Much to her chagrin, she had no reprieve. Not a single valid excuse to offer that would spare her the ordeal of attending the gala tonight. Not that rumors of Thomas’s impending betrothal bothered her. Not a bit.
“Drat!” she exclaimed. She set aside the daybook for Victoria, unable to concentrate enough to make another entry today. She was all alone in her room. Not even Bird was there to listen if she spoke aloud. He was staying with Dr. McMillan. Much to her surprise, the doctor had taken an interest in figuring out a way to fix Bird’s wing and insisted on keeping the bird with him until he did.
“Thomas Dillon can marry whomever he likes,” she grumbled, and laid her russet gown on the table to press out the wrinkles. She put the iron on the stove to heat and slipped again on her way back to the table. The wool socks she wore kept her feet warm, but they were a poor and apparently dangerous
substitute for her new chamber slippers, which she had forgotten and left behind at Dr. McMillan’s in her haste to return home.
She made another mental note to stop at his house after meeting tomorrow to collect her slippers and walked more slowly in her stockinged feet to keep from taking a nasty spill.
The rumor about Thomas’s announcement tonight had overshadowed the evening’s original purpose, to allow Eleanor to see all her friends again. As the day approached, Martha had had ample opportunity to examine her feelings for Thomas. Even now, she remained confused. She had loved him once before. Did she love him now?
“Certainly not,” she grumbled as she tested the iron and proceeded to attack the bodice of the gown first. Whether she had any affection for him, beyond friendship, was beyond the point. As his friend, she worried that he was making a terrible mistake by asking Samantha to be his wife.
The girl was beautiful enough to turn any man’s head, but she was also younger than his own daughter! Martha also knew Samantha and her mother well enough to know the twit would not have given Thomas a second look if he had been a yeoman farmer like Alexander Pratt, who had been in love with Samantha since childhood but had found his plea for courtship soundly rejected not once but three times. She had also spurned the interest of Matthew Lansdown, a middle-aged, well-heeled shopkeeper in Sunrise who visited his sister in Trinity each month.
Lansdown had money but no status. No power in his community. As mayor and heir to the Dillon fortune, Thomas Dillon had everything Samantha apparently found attractive, along with roguish good looks. Whether she loved Thomas was altogether possible, but not likely. Given the attention of someone wealthier and more powerful, Samantha would no doubt leave Thomas standing alone to pledge his vows.

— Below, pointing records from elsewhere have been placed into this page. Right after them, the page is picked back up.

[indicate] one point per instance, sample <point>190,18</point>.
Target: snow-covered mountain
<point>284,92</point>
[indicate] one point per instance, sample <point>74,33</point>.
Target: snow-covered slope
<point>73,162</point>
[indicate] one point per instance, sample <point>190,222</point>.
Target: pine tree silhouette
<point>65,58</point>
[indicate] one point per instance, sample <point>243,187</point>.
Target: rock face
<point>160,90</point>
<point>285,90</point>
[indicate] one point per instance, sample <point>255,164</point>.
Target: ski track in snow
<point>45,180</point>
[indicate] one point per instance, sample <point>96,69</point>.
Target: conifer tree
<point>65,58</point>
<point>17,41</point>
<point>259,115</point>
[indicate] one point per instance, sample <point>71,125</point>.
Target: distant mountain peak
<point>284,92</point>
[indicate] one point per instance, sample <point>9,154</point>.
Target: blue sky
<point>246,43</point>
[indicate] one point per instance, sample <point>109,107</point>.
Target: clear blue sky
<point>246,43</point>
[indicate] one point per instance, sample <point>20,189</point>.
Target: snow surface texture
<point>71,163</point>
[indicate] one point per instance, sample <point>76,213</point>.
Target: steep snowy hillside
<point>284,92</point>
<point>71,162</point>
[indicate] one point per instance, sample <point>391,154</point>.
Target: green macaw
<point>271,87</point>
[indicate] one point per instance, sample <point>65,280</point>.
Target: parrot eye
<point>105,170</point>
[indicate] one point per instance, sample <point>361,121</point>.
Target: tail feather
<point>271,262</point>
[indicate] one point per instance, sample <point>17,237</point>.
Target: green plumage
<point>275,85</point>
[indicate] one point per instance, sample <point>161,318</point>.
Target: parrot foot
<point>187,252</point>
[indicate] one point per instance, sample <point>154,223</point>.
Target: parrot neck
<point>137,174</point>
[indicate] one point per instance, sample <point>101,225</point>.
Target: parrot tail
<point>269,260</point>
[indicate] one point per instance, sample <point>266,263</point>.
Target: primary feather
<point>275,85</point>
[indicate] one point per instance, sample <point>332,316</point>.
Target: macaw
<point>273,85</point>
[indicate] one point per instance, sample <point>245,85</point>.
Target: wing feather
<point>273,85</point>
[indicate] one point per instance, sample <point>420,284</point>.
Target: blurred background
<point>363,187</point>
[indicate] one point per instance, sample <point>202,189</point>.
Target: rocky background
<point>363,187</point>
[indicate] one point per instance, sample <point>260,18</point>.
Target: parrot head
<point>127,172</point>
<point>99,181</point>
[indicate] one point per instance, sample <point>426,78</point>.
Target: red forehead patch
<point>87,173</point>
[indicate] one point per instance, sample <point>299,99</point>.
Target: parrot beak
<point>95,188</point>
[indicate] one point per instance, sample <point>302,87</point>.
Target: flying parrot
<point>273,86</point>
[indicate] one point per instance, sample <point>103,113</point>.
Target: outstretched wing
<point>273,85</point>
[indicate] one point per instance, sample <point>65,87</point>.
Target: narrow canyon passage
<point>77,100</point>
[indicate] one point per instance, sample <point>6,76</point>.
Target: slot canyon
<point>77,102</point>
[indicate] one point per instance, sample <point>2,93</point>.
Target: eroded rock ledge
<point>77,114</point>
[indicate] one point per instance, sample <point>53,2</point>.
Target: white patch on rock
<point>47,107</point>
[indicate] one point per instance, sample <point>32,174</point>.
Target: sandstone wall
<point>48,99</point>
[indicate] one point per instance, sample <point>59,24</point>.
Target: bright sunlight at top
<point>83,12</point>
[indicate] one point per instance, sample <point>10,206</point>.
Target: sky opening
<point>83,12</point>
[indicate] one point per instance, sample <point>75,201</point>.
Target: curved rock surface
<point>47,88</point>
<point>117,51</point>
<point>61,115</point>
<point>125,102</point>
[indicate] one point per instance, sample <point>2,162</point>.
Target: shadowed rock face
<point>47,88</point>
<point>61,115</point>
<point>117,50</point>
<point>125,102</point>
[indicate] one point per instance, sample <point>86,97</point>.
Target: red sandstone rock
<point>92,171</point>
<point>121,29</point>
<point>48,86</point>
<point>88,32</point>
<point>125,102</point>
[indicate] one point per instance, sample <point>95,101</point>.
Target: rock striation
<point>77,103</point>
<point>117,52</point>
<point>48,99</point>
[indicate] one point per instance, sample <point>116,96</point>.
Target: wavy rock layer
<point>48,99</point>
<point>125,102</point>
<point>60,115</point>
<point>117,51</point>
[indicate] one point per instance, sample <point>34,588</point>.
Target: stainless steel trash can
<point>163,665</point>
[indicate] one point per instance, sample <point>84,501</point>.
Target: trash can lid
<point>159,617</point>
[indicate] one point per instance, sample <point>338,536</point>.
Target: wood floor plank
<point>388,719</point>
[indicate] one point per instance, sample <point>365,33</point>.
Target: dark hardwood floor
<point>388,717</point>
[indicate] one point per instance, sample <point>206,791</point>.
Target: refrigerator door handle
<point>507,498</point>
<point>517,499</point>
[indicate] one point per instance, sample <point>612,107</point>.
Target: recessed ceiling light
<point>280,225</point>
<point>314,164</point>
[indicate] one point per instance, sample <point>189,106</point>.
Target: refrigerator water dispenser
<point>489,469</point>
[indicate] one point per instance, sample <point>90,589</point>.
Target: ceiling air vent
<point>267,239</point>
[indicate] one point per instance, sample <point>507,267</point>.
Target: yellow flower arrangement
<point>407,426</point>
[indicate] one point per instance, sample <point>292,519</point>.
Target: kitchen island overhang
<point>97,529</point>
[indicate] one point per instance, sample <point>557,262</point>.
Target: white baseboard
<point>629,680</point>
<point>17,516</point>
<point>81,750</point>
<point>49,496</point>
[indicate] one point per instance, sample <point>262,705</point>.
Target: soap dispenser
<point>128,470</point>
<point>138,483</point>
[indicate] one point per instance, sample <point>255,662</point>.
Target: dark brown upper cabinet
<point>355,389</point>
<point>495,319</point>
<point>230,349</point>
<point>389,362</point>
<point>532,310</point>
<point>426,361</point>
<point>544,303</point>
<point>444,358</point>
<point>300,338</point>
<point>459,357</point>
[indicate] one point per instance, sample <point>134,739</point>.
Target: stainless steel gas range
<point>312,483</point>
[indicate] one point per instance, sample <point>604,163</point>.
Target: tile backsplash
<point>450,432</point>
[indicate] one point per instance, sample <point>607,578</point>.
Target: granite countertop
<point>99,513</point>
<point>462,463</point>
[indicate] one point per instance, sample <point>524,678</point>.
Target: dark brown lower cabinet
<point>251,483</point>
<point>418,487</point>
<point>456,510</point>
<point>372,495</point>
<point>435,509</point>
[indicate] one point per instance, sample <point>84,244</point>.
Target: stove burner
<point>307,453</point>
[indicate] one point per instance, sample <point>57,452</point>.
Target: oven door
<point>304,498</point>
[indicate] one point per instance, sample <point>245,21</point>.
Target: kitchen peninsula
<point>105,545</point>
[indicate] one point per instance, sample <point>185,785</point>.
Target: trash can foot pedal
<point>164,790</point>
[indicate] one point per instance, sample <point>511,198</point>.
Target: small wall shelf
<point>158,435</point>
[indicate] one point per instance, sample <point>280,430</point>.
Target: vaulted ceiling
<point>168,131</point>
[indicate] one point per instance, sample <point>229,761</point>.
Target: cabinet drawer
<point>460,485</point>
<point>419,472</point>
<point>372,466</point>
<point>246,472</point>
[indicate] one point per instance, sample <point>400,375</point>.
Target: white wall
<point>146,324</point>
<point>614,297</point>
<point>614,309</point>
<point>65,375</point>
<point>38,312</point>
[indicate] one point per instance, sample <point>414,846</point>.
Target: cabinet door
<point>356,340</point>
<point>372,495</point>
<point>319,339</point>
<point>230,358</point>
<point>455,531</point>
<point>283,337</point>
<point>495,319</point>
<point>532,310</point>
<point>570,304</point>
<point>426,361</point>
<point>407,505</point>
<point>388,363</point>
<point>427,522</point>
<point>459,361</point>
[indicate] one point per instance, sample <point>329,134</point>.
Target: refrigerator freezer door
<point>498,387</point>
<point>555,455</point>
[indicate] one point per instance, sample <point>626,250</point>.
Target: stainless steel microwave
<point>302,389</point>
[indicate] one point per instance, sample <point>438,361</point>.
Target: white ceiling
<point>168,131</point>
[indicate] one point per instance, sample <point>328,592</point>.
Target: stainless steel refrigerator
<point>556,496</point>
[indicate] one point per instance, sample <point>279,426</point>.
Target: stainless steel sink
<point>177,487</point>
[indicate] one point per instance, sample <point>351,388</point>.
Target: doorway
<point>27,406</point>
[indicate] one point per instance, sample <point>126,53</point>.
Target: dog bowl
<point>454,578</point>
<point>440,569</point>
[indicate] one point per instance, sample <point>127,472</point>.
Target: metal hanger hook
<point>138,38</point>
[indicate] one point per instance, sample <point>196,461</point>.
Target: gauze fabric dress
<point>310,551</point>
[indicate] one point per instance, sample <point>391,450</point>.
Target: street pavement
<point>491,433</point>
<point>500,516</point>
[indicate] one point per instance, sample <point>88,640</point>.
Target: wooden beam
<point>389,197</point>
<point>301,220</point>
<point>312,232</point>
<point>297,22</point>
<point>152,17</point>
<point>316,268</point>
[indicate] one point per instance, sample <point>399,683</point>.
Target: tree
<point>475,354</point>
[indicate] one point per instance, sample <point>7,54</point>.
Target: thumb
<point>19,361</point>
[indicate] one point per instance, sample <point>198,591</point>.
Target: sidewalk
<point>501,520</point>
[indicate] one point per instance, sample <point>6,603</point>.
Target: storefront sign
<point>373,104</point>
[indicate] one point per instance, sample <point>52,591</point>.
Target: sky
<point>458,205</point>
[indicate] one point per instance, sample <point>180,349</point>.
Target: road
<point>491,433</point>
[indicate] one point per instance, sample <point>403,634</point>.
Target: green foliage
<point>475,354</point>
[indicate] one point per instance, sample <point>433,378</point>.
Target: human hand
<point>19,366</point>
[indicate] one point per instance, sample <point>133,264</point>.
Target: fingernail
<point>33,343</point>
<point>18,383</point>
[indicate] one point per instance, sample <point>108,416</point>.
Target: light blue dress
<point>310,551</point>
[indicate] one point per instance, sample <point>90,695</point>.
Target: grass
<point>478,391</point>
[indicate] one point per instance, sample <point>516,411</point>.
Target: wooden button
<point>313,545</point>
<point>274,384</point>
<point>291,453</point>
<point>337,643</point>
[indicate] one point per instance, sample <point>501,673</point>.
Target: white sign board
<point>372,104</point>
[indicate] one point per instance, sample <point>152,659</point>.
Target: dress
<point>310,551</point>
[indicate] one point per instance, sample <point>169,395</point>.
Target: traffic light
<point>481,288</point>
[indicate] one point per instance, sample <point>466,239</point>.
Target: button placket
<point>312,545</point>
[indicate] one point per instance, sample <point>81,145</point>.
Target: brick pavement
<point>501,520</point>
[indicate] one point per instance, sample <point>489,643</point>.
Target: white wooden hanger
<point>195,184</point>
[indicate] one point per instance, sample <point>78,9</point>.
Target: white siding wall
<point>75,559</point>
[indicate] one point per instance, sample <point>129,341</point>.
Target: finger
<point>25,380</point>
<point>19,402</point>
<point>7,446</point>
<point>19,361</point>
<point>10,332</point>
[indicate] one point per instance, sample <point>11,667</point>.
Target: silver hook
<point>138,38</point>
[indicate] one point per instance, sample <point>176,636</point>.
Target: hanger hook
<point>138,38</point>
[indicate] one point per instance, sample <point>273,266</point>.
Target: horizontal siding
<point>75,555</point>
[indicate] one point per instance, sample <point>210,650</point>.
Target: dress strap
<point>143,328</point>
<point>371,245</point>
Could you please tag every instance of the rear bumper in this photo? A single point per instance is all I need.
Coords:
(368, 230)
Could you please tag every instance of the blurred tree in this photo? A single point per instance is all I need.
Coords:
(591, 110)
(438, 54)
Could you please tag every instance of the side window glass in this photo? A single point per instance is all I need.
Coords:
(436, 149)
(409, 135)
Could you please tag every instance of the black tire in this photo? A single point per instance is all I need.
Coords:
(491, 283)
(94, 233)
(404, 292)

Martha moved the iron too quickly and pressed a wrinkle into the fabric. She scowled. Thomas was going to make an utter fool of himself tonight. From all accounts in tavern gossip, he had been acting like a lovesick schoolboy. Unless Martha was wrong, he was going to saddle himself with a wife who was going to make his life utterly and completely miserable in the long run, but probably very satisfying in the short.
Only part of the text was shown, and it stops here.